After Enron, Congress directly addressed corporate fraud in an effort to improve corporate governance through several provisions including:

  • Certification by CEOs and CFOs of company financial reports.
  • Prohibition of any form of personal loans to executives or board members.
  • Enhanced criminal penalties for any executive action to obscure, tamper, hide, or misreport financial statements or corporate tax returns.
  • Required disclosure regarding codes of ethics for CEOs and senior financial officers.
  • Disclosures of transactions involving management and principal stockholders.
  • The establishment of audit committees that must be composed solely of independent directors.

Simply put, Congress failed to set a high enough bar for corporate governance in America. It flat out whiffed when it had public sentiment in its favor and could have dropped the hammer on corporate America to ensure that this type of misuse of power never happened again. The worst part is that it would not have taken a long list of statutes to properly regulate boards of directors. In fact, you would just need to incorporate the following measures:

  • Set term limits. Other than within a corporation’s bylaws, there is no legal requirement determining how long an individual can serve as a corporate director.
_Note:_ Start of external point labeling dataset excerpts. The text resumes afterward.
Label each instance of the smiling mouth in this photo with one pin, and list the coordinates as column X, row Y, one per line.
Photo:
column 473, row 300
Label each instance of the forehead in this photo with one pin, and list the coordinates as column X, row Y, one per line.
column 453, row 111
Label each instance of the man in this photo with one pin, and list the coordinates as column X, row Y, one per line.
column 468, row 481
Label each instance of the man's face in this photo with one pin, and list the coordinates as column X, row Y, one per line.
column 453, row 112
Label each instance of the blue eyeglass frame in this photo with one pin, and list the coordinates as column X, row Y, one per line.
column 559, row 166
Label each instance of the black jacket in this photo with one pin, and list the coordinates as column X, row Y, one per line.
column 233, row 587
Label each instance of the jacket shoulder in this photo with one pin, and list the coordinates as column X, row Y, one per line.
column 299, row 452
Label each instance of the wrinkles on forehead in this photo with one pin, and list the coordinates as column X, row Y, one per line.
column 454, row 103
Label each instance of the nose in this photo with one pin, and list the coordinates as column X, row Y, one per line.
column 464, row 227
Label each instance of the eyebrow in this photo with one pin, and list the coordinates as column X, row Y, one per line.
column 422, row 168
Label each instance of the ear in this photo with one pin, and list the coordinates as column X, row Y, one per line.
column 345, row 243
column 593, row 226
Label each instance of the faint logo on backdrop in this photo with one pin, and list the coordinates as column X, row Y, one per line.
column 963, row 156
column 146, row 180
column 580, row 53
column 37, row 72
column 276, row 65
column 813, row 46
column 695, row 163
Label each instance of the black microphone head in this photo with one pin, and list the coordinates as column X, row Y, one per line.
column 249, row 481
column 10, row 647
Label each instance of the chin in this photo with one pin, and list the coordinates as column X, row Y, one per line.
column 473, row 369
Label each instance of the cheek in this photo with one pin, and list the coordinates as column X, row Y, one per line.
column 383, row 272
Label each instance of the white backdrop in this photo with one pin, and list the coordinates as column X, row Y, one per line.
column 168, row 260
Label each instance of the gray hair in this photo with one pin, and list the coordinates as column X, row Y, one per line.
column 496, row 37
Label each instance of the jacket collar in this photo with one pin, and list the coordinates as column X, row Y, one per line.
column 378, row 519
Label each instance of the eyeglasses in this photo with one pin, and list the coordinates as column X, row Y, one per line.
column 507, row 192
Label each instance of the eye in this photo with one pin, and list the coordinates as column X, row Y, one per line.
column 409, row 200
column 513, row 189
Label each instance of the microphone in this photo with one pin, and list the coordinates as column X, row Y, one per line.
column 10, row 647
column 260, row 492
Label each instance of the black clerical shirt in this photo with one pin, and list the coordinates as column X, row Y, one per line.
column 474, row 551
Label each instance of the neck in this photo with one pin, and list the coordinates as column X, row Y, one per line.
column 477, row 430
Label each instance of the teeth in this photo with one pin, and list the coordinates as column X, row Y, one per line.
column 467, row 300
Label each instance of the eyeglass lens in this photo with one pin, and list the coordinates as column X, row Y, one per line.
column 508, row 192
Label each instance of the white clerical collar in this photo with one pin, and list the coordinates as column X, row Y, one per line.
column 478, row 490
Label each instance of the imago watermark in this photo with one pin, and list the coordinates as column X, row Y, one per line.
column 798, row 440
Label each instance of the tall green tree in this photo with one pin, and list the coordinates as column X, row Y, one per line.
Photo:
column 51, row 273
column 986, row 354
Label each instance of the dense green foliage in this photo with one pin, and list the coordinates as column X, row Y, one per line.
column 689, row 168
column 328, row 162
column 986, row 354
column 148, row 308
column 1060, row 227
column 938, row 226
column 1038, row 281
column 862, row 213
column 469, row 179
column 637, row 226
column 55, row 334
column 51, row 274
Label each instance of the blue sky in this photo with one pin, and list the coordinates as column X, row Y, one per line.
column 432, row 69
The result is that many companies have individuals who serve as directors indefinitely, creating a situation where the board can become stale and not open to new ideas and the perspectives of newer members. It is common in many sectors to adopt director term limits of three years, with a requirement of serving no more than two or three consecutive terms. However, that is not mandated by law, and many public companies have not adopted term limits or simply waive them. Term limits add urgency to a board member’s position, as the member is motivated to make the most of his or her time while serving.
  • Limit public company board service. The one thing nearly everyone who holds a board of directors seat wants is another seat. The responsibilities of a public company board member are substantial. As a result, they are well compensated both in cash and in stock options and awards. This has led many public company board members to retire from their day jobs and become professional board members. Directors not uncommonly serve on three, four, or five public company boards at one time. They should be limited to a set number of board positions, to maintain focus on a company’s business.
  • Require continuing education for board members. In almost every major profession there are continuing education requirements set forth by the applicable licensing body. Directors, however, have no such requirement. Many public companies provide such education, or pay to have their directors attend boardroom educational conferences each year, but there is no mandate, and furthermore there is no standard for the level of education they provide. At some companies the education may be as informal as a “governance refresher” during a regularly scheduled board meeting.

Would the above actions have prevented the scandals at Green Mountain, Chesapeake Energy, Groupon and Wal-Mart? One can only wonder what the outcome would have been had Congress given greater attention to the human capital charged with oversight of those companies. Legislative reforms are only as effective as the boards at the companies that incorporate them. Congress missed a critical opportunity to truly improve corporate governance by neglecting to set firm standards and guidelines for the boards of directors of the future.